Question about using secrets I have my flow running successf Prefect Community #ask-community

Question about using secrets. I have my flow runni...

Felipe Saldana

03/04/2021, 7:40 PM

Question about using secrets. I have my flow running successfully ... I would like to know if this is the best practice on using secrets: • create them outside the flow • calling the .run() method on them

Copy code

aurora_user_val = EnvVarSecret("AURORA_USERNAME", raise_if_missing=True).run()
aurora_pass_val = EnvVarSecret("AURORA_PASSWORD", raise_if_missing=True).run()
aurora_host_val = EnvVarSecret("AURORA_HOST", raise_if_missing=True).run()

with Flow("test_vars") as flow:

Zanie

03/04/2021, 7:48 PM

Hi @Felipe Saldana -- I would not recommend doing it this way. You should pass a secret into a task, it'll get resolved into its value when the flow runs. I'll write a quick example

Zanie

03/04/2021, 7:52 PM

Copy code

from prefect import Flow, task
from prefect.tasks.secrets.env_var import EnvVarSecret

@task
def show_shell(shell):
    print("Shh, it's secret. This is my shell: {}".format(shell))

with Flow("env-secret-passing") as flow:
    shell = EnvVarSecret("SHELL")

    # Pass the secret in, it'll be resolved to a value at runtime
    show_shell(shell)

    # Task doesn't care if it's a secret or a normal value passed in
    show_shell("my-fake-shell")

flow.run()

Felipe Saldana

03/04/2021, 8:01 PM

Thanks for the quick reply. I will be back shortly and will post the issues I get when I dont have the code like that.

Felipe Saldana

03/04/2021, 11:00 PM

@Zanie This is what I am trying to do. I am trying to use EnvVarSecret in the constructor of my custom task object.

Copy code

class MyGenericTask(Task):
    def __init__(self, auroraUser, auroraPass, auroraHost, *args, **kwargs):
        super().__init__(*args, **kwargs)

        self.auroraUser = auroraUser
        self.auroraPass = auroraPass
        self.auroraHost = auroraHost

    def _do_work(self, views: list) -> None:
        i = 0

    def run(self, different_per_run):
        <http://logger.info|logger.info>(f'user: {self.auroraUser}')
        <http://logger.info|logger.info>(f'pass: {self.auroraPass}')
        <http://logger.info|logger.info>(f'host: {self.auroraHost}')
        <http://logger.info|logger.info>(f'different_per_run: {different_per_run}')
        self._do_work(different_per_run)


with Flow("test_vars") as flow:
    aurora_user_val = EnvVarSecret("AURORA_USERNAME", raise_if_missing=True)
    aurora_pass_val = EnvVarSecret("AURORA_PASSWORD", raise_if_missing=True)
    aurora_host_val = EnvVarSecret("AURORA_HOST", raise_if_missing=True)

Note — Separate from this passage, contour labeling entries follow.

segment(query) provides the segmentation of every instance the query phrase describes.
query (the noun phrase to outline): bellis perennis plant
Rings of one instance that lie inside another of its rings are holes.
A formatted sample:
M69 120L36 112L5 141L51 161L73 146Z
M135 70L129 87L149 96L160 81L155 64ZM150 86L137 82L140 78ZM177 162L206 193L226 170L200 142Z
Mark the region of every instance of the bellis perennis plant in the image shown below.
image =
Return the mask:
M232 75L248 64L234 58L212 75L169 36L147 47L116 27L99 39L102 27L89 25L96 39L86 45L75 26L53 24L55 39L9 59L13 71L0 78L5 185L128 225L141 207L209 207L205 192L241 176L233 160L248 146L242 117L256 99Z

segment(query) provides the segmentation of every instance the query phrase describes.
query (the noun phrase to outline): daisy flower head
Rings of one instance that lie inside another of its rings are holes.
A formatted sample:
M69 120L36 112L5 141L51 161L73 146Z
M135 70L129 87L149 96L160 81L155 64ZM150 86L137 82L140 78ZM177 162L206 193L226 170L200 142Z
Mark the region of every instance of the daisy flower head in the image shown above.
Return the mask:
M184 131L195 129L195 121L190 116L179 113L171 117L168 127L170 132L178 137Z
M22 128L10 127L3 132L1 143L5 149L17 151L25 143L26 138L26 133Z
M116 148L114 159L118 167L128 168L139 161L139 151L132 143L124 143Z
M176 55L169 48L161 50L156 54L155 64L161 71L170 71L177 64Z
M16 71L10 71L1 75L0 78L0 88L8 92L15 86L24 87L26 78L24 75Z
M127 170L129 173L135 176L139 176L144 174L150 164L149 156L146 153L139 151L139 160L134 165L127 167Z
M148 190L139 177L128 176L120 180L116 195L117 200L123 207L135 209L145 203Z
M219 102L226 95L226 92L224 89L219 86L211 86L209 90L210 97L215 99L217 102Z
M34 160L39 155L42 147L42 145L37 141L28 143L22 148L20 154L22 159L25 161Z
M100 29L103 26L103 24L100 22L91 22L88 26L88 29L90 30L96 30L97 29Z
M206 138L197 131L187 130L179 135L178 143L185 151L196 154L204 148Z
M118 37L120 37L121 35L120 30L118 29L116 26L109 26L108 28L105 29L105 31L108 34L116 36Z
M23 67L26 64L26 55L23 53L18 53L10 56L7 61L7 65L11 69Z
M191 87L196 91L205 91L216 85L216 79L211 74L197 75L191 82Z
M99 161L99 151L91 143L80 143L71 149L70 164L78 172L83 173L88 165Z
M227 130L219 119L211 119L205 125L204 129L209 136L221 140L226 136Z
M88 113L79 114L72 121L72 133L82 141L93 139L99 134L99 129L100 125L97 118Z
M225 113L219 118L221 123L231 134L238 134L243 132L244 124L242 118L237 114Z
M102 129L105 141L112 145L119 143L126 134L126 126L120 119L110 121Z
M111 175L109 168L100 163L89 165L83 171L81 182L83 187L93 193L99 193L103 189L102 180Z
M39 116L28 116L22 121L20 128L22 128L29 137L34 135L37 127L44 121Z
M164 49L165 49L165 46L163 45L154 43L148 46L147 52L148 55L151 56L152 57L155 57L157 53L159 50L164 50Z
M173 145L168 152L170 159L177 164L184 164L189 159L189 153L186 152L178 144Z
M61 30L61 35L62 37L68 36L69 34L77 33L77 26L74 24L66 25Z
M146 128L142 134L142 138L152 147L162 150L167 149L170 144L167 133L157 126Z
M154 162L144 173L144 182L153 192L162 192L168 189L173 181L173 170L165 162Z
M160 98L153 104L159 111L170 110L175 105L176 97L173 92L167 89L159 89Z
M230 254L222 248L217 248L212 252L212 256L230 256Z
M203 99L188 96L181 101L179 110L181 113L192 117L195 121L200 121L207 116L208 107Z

    refresh_views = MyGenericTask(
        auroraUser=aurora_user_val,
        auroraPass=aurora_pass_val,
        auroraHost=aurora_host_val,
        name="refresh_views"
    )

    refresh_views.bind(different_per_run="testing")

Felipe Saldana

03/05/2021, 12:05 AM

My first question is why arent the vars used in the run() method getting evaluated after they have been set in the constructor?

Felipe Saldana

03/05/2021, 3:33 PM

Anyone get a chance to look at this?

Zanie

03/05/2021, 4:05 PM

Copy code

import os
from prefect import Flow, task, Task
from prefect.tasks.secrets.env_var import EnvVarSecret

@task
def show_shell(shell):
    print("Shh, it's secret. This is my shell: {}".format(shell))


class ShowShell(Task):
    def __init__(self, secret_name: str = "SHELL", **kwargs):
        self.secret_name = secret_name

        super().__init__(**kwargs)

    def run(self):
        # You can use the EnvVarSecret here
        shell = EnvVarSecret(self.secret_name).run()
        # but really there's no reason to not just pull it from the env 
        # shell = os.environ.get(self.secret_name)
        print("Shh, it's secret. This is my shell: {}".format(shell))


# Initialize some subclass style tasks with configuration
show_shell_task = ShowShell("SHELL")
show_fake_shell_task = ShowShell("FAKE_SHELL")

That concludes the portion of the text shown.